Michael Barker: (33:28)
“I think among the reasons that I’m married to an artist and among the reasons that I choose to work with artists is that I care about artists. I want them to succeed. I do a lot of work with unions. We have four unions that work in tiny Westport Country Playhouse. So we have the actors, the stage directors and choreographers, the designers, and the stage hands. And I go to battle with the unions during the day. But my wife is a union member at night. So I understand the value of this. And actually I was taught by a professor, this is at the drama school—but actually Jim Baron, I think, said something similar— where when you think of when you’re bargaining with unions, they’re your collective bargaining partners.
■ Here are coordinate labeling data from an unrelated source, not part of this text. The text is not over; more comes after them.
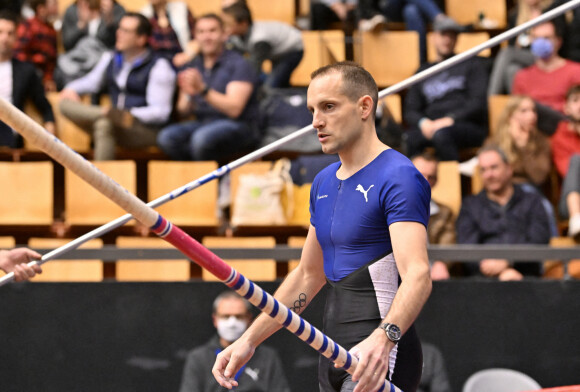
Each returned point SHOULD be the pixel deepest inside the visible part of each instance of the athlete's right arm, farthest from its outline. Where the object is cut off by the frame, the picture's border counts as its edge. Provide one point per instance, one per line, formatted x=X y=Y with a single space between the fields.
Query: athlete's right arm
x=296 y=292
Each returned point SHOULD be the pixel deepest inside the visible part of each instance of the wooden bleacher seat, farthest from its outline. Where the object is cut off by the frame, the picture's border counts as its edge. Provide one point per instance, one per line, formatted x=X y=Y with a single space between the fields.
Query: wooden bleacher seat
x=196 y=208
x=555 y=269
x=448 y=188
x=495 y=106
x=295 y=242
x=256 y=167
x=68 y=270
x=468 y=12
x=27 y=194
x=320 y=48
x=255 y=270
x=301 y=203
x=150 y=270
x=69 y=133
x=86 y=206
x=393 y=102
x=465 y=41
x=7 y=242
x=390 y=56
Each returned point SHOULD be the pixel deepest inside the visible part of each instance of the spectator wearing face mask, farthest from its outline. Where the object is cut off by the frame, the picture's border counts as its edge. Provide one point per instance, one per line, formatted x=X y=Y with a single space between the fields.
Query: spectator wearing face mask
x=549 y=79
x=231 y=316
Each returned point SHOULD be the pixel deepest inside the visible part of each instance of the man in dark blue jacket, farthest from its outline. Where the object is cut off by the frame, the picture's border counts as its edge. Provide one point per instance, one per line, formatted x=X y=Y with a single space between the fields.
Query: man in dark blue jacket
x=502 y=213
x=141 y=87
x=447 y=111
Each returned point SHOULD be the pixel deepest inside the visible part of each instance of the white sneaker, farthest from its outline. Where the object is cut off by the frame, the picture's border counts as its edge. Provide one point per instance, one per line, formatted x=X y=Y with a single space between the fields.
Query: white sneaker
x=574 y=227
x=376 y=24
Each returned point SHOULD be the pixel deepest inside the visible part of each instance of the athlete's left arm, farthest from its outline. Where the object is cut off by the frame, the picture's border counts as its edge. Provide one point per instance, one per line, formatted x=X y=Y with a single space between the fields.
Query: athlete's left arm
x=409 y=240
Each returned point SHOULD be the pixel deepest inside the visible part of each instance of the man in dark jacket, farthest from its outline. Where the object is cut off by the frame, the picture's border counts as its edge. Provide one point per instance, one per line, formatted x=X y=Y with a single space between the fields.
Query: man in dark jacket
x=448 y=110
x=140 y=85
x=19 y=82
x=231 y=316
x=502 y=213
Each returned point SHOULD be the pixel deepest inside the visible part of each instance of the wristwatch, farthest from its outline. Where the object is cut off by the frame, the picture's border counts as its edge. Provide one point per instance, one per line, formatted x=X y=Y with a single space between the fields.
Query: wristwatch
x=393 y=332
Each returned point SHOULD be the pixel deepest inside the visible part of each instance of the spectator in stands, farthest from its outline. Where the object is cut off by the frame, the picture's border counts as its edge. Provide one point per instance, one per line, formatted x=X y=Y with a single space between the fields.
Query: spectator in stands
x=218 y=87
x=37 y=40
x=19 y=82
x=16 y=260
x=548 y=80
x=448 y=110
x=502 y=213
x=517 y=54
x=527 y=150
x=88 y=30
x=434 y=377
x=566 y=152
x=231 y=316
x=173 y=29
x=325 y=13
x=265 y=40
x=415 y=13
x=141 y=87
x=441 y=227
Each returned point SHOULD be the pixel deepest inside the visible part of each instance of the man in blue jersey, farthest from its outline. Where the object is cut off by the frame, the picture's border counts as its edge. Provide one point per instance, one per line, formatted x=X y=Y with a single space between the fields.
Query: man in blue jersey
x=367 y=240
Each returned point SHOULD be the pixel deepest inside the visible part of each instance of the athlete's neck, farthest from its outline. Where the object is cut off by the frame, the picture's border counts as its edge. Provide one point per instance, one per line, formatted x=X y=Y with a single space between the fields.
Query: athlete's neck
x=356 y=157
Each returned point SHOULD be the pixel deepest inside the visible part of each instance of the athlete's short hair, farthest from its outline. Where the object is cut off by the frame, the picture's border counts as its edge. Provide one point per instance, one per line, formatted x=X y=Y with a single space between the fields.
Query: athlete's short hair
x=356 y=81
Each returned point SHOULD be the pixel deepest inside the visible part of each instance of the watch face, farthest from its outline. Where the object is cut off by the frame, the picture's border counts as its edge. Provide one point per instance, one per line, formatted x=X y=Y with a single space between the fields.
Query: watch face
x=393 y=332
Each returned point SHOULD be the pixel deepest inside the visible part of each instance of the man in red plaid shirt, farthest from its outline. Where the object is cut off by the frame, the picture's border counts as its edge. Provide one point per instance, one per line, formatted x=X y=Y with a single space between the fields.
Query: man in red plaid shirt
x=37 y=40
They’re not your adversaries. You’re not on opposite sides of the table. You’re on the same side of the table and you’re all trying to get to yes. And that’s Barry Nalebuff, right? You’re all trying to increase the size of the pie so that you can all feel like you’ve won the negotiation.”
Michael Barker: (11:28)
I was just in the MFA program when I applied to Yale, and I think now people apply for both as the usual track. But when I was doing it, there hadn’t been that many joint degrees from the Drama School... The School of Management—it’s a tool belt that has a depth of analytical attention, at least a surface-level academic approach to management, where it gives you access to deep thought around our craft of management leadership, and being able to take that tool belt and then apply it to the very specific thing of regional theater. What the Drama School gives you is, “This is the way people who are very successful do this work,” and I think what the School of Management gave me, to make the facile dichotomy, is, “and this is why I’m going to question whether this is the right way to do it anyway,” right? “And sometimes just because successful people do it that way doesn't make it the right way to do it.” So it’s been a nice, complementary set of trainings that were very different and very different in focus.
Michael Barker: (17:52)
I think, generally speaking, if you join a board of a nonprofit, you’re aligned with their mission, at least in some way. People join boards for all kinds of reasons. I would say certainly there are people at the Playhouse that, because Westport is relatively small, there’s some social cachet to being on the board. But to a person—we have, what now?, 32 board members—to a person I can tell you what they love about our work, whether it’s the artistic piece, the education piece; in some way, they’re all connected to the mission. So I think the alignment is there.
About Career Conversations
In this podcast series, SOM students sit down with alumni for a series of candid conversations about career paths, industries, opportunities for MBAs, and discussions on various career topics including work-life balance and creating a meaningful impact in business and society. This series is produced by and recorded at the Yale School of Management.